I met Benjamin at NAB and connected by phone again a few weeks later. His workload varies from indie films to trailers to shorts to commercials, and when I spoke with him, he was waiting to get film back from the lab that he shot for a spot for Losil from Alpharma. The commercial (pictured) features a pro wrestler in a match against giant fungus competitors. It would be posted by him later that week, with an SD delivery.

"Here in Mexico, for commercial work, and for people to take you seriously, you have to work with film," he says. Getting a commercial project is not easy, he adds, and while Digital Sprockets is near agencies such as Leo Burnett and Young & Rubicam, the fact is, most of the commercial work goes to Argentina and Chile. Add to the mix the prevalence of pirated software, which allows anyone to call themselves "editor."

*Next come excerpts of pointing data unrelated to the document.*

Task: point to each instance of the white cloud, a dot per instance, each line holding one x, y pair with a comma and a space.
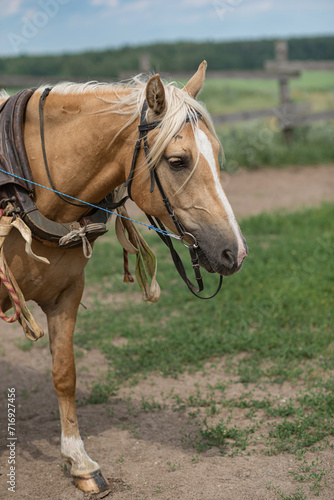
105, 3
10, 7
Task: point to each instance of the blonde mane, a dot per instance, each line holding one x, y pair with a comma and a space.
179, 107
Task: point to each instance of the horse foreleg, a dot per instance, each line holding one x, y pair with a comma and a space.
61, 315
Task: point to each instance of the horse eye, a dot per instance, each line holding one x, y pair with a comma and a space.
176, 162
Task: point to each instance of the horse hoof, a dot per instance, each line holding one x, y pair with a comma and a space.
93, 482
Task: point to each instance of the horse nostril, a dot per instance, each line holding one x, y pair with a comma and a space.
229, 259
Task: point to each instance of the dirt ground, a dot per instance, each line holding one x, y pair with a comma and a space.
134, 447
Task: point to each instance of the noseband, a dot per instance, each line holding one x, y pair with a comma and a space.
156, 223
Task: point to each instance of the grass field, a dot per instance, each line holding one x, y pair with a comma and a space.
260, 142
315, 88
279, 308
272, 324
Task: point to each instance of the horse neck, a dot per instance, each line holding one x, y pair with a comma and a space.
77, 140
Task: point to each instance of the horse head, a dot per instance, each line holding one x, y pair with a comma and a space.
184, 150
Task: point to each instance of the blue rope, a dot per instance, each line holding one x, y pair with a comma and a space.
166, 233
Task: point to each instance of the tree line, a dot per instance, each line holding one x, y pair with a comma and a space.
168, 57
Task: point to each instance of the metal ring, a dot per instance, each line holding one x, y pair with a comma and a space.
194, 245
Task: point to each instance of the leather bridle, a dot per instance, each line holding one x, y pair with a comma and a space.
144, 127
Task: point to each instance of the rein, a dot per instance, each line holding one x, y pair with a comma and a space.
156, 223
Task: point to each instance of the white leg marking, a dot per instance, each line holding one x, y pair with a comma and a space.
73, 450
204, 147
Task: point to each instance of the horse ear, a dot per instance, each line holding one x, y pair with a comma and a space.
155, 95
196, 82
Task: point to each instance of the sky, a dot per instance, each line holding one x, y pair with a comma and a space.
67, 26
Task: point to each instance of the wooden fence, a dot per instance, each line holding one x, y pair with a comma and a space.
288, 114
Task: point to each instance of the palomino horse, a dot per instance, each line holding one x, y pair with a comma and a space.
90, 132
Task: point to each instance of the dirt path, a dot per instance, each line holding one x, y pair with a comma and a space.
132, 446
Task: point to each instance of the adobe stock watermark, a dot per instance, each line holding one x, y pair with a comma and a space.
32, 24
224, 7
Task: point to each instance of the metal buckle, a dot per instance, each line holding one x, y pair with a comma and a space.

What he is seeing a lot of clients looking for film recording services. His studio is outfitted with a Cintel Turbo telecine, a da Vinci color corrector and a Quantel Domino/MGI Cine II film recorder. He has NewTek's VT5, which he uses for SD work, and the company's SpeedEdit program for HD. A Teranex system helps with conversion and noise reduction.

His goal for the year is to secure financing for an original film that the studio would produce and post. The project would be shot on 35mm film and the budget would go toward gear, rather than outside services. "In Mexico, there are some government incentives for film production and we are trying to take advantage of them to make the movie."